In this paper we have investigated the quantum mechanical NF of two amplifying structures, assuming that all the elements used had ideal characteristics. However, in practice all these elements will in fact be non-ideal, and exhibit a variety of features which will limit their performance. This in turn will lead to practically achievable NFs which will be larger than those predicted here. Among the issues that will need to be examined for practical systems are: the spontaneous emission factor nsp of EDFAs; the losses introduced by the pump regeneration requirements of PSAs; phase stability and cost when using two serarate EDFAs,
We note that PSA-EDFA combinations have been used in experiments [6,23]. The motivation for using the EDFAs was not for reducing nonlinear effects, but for boosting the PSA gain which was kept low (to avoid pump PM).

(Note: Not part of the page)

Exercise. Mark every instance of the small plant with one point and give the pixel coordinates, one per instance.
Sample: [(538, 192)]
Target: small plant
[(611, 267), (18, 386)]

However, the fact that good overall performance was obtained by these combinations is consistent with their ability to retain a low NF, theoretically investigated here.
In summary, we have shown that the combination of a fiber PSA or WC front-end followed by a PIA booster can in principle exhibit a quantum-limited noise figure which is almost as low as that of the front end with the same overall gain. In both cases it is found that the NF expressions obtained conform to Friis’ formula for cascaded amplifiers. The PIA can be designed to exhibit reduced levels of detrimental FWM which are otherwise generated near the output end of a fiber OPA. This new architecture can provide tens of decibels of reduction of these FWM effects, which should considerably improve the performance of such amplifiers in broadband optical communication systems, including WDM systems.
The overall conclusion is that hybrid fiber OPA-nonfiber OPA combinations should be considered whenever it is desired to exploit the key features of fiber OPAs (low NF amplification, or wavelength conversion) in broadband communication systems. Such hybrid combinations could be used at the transmitter and/or inline in such systems. The gain of the fiber OPA front end should be sufficient to provide good overall noise performance, but not so large as to generate strong nonlinear crosstalk. These two constraints will guide the design of such combinations.
This work was supported in part by Huawei Technologies, Shenzhen, China, and by grant EP/J009709/1 from the UK’s EPSRC. Thanks are due to S. Radic for reading and commenting on the manuscript.